Inhalt
Eine andere Zeit ist möglich! Zumindest war dies zu Beginn der industriellen Uhrenherstellung um 1877 der Fall, als Behörden, Fabrikanten und Uhrenmodelle noch mit je eigenen Zeiteinteilungen operierten, samt damit verbundener Zeitpläne, Werte und Weltbilder.
Kritik
Weil die Zeit nicht nur auf der Berlinale, wo Cyril Schäublins kauziges Kostümtheater in der Sektion Encounters seine Premiere feiert, knapp ist und außerdem Geld in der Uhrmacherwerkstatt des nordschweizerischen Handlungsschauplatzes, fasst zumindest der Titel sich kurz. Gemeint ist das Unruh-Spirale-Schwingsystem, das in mechanischen Uhrwerken mit einer festgesetzten Frequenz um ihre durch die Lagerzapfen bestimmte Achse schwingt. Gemeinsam mit der ebenso bildwirksam benannten Hemmung sorgt sie für wechselndes Blockieren und Freigeben des Räderwerks.
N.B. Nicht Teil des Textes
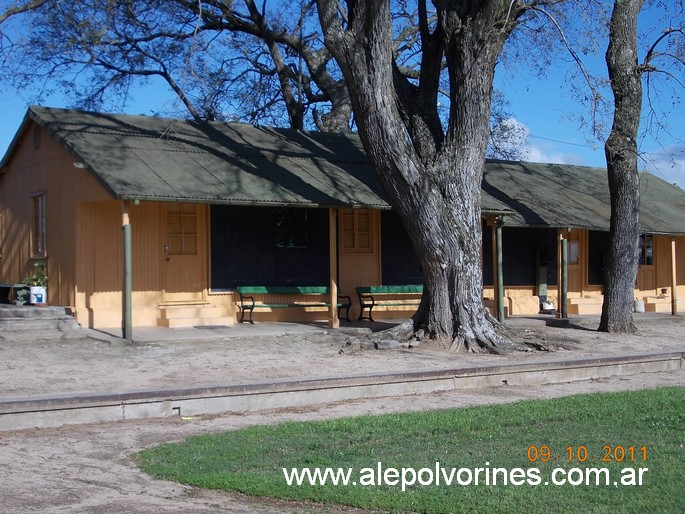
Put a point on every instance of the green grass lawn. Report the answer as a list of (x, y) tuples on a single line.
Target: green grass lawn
[(644, 428)]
Wer es so genau gar nicht wissen will und bei der umständlichen Uhr-Erklärung dezente Müdigkeit verspürt, ist schlecht gewappnet für des Schweizer Regisseurs eigenwilliges Historienstück. Das verbaut die oben auseinandergenommenen Bauteilchen altmodischer Zeitmesser in eine systemkritische Satire. Selbige läuft trotz technischer Raffinesse nicht so geschmiert wie die Uhrwerke, die Josephine (Clara Gostynski) in der Fabrik des imperialistischen Direktors Roulet (Valentin Merz) fertigt. So vertrackt theoretisch wie die Präzisionsarbeit der jungen Hauptfigur ist der Humor.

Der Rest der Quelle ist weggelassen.